Almeno 61 conflitti attivi, 233.000 persone uccise in episodi di violenza armata, vale a dire una media di 638 vittime al giorno, una ogni due minuti e più di 123 milioni di civili costretti a fuggire. È un quadro drammatico quello richiamato dalla Cooperazione Internazionale che, riprendendo la stima sul 2024 dell’Uppsala conflict data program, il programma di monitoraggio sui conflitti dell’università di Uppsala (Svezia), constata come nell’ultimo anno il mondo abbia assistito a un drammatico aumento di crisi armate che ha determinato una altrettanto drastica crescita del bisogno umanitario.
L’organizzazione umanitaria, che opera in 33 Paesi, tra cui Sudan, Siria, Libano, Repubblica Democratica del Congo, Repubblica Centrafricana, Ciad e Niger, evidenzia come siano oltre 300 milioni le persone che, in tutto il mondo, risultano in condizioni di necessità di assistenza umanitaria e protezione.
Violenze, atrocità, sfollamenti di massa — almeno 6,9 milioni gli sfollati interni, di cui oltre 5 milioni nelle province orientali del Nord Kivu, del Sud Kivu e dell’Ituri caratterizzano lo scenario di guerra nell’est della Repubblica Democratica del Congo. L’emergenza è quotidiana, in un contesto che vede consumarsi non soltanto gli scontri tra ribelli M23 ed esercito di Kinshasa ma anche le azioni sanguinose di altri gruppi di ribelli, formazioni locali, che non sono assolutamente controllabili: il riferimento è a vessazioni e violenze nei riguardi dei civili, comprese violenze sessuali. Nella città di Goma, presa a fine gennaio dai ribelli M23, si assiste quasi quotidianamente a rapine e atti di banditismo. Proprio in quelle zone dell’est del Paese, dove l’insicurezza regna sovrana, c’è bisogno di dare un primissimo appoggio alle popolazioni, con opere di protezione,shelter, sostegno alimentare e alla maternità. Solo successivamente si potrà pensare a iniziative più di sviluppo o di ripresa delle attività di sussistenza, anche economiche, nonché di educazione, perché in tutte queste aree i bambini perdono anni e anni di scuola a causa dell’instabilità.
English
NORTH KIVU - SOUTH KIVU AND ITURI – D.R.C.
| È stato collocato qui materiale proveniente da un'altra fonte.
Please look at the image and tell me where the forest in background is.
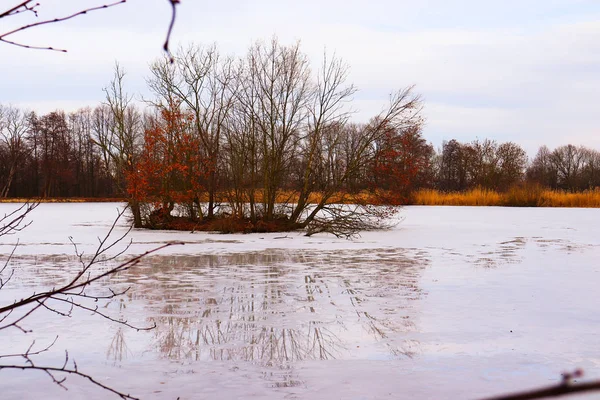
[0,40,600,229]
Cooperazione Internazionale (International Cooperation), a humanitarian organization that operates in 33 Countries – including Sudan, Syria, Lebanon, the Democratic Republic of the Congo, the Central African Republic, Chad and Niger –, has recently drawn attention on 61 active conflicts, 233.000 people killed in incidents of armed violence (i.e., 638 victims every day, one every two minutes), and the more than 123 million civilians forced to flee. Compared with the estimates for 2024 by the Uppsala Conflict Data Programme (a programme of Uppsala University, Sweden, which monitors conflicts), in the last year the world witnessed a dramatic increase in armed conflicts which has brought about an equally drastic growth of humanitarian needs. Cooperazione Internazionale emphasizes the fact that over 300 million people worldwide are in need of humanitarian assistance and protection.
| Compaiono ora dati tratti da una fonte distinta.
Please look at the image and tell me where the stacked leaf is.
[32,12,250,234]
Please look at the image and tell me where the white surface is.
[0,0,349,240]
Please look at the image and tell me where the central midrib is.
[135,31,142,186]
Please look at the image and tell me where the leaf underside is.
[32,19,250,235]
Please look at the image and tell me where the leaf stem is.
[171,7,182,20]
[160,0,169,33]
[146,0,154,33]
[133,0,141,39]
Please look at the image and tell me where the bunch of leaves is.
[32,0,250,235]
The war scenario in the eastern part of the Democratic Republic of the Congo is characterised by violence, atrocities, and mass displacement – at least 6.9 million are the internally displaced, among whom over 5 million are in the oriental provinces of North Kivu, South Kivu and Ituri. These experience daily emergencies, in a context of clashes between the M23 rebels and the army of Kinshasa, as well as of bloody actions by other groups of rebels and locals formations which cannot be fully controlled. Harassments and violence against the civilian population are numerous and include also sexual violence. In the city of Goma, which was captured by the M23 rebels at the end of January, robberies and acts of banditry occur almost daily. It is precisely in those areas in the east of the country, where insecurity reigns supreme, that there is a need to provide immediate support to the population, with protection, shelter, food aid and maternity care. Only later on it will be possible to plan initiatives aimed at developing or resuming subsistence activities, including economic ones, as well as education, for in all these areas children are losing years and years of schooling due to instability.